We’re aiming, as far as possible, to create a structure here that allows both what a business does, and how it does it, to fully take advantage of how digital technologies work, and the benefits they deliver.

An additional benefit of this is that it helps facilitate the last aim; it’s hard to have a culture focused on high performance when employees see themselves as cog in a machine. Smaller teams, where individual performance can be recognised and pushed to achieve excellence, creates an environment where everyone expects everyone else to deliver. It also helps push the organisation as a whole to be constantly developing and refining best practice, which can be shared out and replicated more readily, as employees from a pod can be seconded to other pods, to pass on their knowledge and upskill other teams more rapidly.

The final advantage of small teams is generally better management. Google’s Project Oxygen has spent over a decade now looking at the data behind what makes for good management, and they’ve so far nailed it down to a list of ten elements, which improve team performance and effectiveness.

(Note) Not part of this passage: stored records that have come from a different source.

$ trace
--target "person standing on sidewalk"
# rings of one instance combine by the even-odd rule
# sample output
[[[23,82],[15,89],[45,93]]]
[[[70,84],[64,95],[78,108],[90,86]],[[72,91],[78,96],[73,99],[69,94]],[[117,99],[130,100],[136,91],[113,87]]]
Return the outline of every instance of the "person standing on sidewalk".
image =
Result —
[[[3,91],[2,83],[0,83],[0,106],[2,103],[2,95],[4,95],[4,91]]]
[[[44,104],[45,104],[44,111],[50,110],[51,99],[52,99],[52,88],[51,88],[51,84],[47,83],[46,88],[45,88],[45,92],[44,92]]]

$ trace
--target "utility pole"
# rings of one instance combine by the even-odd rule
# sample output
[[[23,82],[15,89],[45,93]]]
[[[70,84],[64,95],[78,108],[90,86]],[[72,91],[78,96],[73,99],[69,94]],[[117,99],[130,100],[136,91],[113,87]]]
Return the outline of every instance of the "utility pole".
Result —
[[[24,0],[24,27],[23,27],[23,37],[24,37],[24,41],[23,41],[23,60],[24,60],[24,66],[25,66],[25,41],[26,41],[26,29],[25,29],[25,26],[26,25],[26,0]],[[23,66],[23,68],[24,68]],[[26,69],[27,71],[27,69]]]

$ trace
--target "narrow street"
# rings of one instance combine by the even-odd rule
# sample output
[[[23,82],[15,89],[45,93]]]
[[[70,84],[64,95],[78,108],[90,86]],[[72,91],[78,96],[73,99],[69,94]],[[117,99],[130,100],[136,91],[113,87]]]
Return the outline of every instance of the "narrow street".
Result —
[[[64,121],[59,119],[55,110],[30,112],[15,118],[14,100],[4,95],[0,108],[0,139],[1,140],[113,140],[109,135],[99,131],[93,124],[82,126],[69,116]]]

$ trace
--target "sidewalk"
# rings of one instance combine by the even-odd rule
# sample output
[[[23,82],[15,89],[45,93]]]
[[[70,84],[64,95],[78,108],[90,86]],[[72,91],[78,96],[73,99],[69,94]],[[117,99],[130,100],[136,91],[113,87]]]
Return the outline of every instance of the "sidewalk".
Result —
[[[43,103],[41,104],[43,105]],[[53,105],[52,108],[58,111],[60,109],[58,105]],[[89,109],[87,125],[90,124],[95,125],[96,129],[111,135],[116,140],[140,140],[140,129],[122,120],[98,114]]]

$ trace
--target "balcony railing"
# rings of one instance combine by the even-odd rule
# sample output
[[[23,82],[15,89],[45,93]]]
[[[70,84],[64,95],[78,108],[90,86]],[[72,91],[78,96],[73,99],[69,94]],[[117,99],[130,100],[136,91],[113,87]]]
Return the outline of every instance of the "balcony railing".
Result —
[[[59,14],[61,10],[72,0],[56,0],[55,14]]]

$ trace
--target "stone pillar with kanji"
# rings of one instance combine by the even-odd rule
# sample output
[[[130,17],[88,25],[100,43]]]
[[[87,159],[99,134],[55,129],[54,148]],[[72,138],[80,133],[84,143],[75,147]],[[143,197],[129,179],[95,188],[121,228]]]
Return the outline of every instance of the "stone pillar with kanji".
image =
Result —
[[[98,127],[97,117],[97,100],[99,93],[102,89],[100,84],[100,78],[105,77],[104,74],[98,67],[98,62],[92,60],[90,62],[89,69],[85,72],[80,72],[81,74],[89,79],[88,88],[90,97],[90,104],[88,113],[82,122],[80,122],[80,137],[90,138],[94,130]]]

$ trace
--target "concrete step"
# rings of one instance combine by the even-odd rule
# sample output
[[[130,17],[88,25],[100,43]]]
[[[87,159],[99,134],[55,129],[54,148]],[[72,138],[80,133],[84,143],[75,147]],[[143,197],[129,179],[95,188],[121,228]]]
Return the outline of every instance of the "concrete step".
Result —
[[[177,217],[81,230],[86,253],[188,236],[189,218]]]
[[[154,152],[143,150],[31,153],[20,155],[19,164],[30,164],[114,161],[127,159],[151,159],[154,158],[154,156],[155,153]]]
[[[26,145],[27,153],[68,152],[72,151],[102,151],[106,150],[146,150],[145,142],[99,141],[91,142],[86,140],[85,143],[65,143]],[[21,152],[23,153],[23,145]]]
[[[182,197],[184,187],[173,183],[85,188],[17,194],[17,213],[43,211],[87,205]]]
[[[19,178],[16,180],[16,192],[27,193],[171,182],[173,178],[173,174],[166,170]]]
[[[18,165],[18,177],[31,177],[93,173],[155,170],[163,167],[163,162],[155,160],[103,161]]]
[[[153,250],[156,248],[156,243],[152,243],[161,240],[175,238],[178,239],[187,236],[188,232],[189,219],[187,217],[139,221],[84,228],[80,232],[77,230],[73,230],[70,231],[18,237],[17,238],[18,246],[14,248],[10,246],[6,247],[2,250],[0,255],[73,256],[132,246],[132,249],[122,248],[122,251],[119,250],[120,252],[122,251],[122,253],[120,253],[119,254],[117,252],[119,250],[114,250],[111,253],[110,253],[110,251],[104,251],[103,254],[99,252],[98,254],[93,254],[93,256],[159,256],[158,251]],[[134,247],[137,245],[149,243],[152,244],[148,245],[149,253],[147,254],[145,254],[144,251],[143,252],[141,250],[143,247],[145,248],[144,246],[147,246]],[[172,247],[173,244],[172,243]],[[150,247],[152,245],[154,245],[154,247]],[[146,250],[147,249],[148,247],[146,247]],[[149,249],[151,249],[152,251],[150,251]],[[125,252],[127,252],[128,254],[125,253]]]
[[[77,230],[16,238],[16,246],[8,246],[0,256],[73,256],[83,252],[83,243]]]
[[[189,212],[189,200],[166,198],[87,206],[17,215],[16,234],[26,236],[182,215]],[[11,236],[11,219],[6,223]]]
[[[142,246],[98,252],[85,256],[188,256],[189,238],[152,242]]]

However, the flip side is that, in looking at the list of attributes, they’re challenges which will be harder to face with a large team vs a smaller one. The list, in case you’re curious, is as follows:

  1. Is a good coach
  2. Empowers team and does not micromanage
  3. Creates an inclusive team environment, showing concern for success and well-being
  4. Is productive and results-oriented
  5. Is a good communicator - listens and shares information
  6. Supports career development and discusses performance
  7. Has a clear vision/strategy for the team
  8. Has key technical skills to help advise the team
  9. Collaborates across the organisation
  10. Is a strong decision maker

Coaching is harder when you’ve got more people, spreading you more thinly. Inclusivity is simpler when you’ve a smaller team and can better manage group dynamics, and ditto communication. Every element of management becomes simpler, allowing those who manage to be more effective, when their teams are smaller and they work more directly with those people. Everyone wins.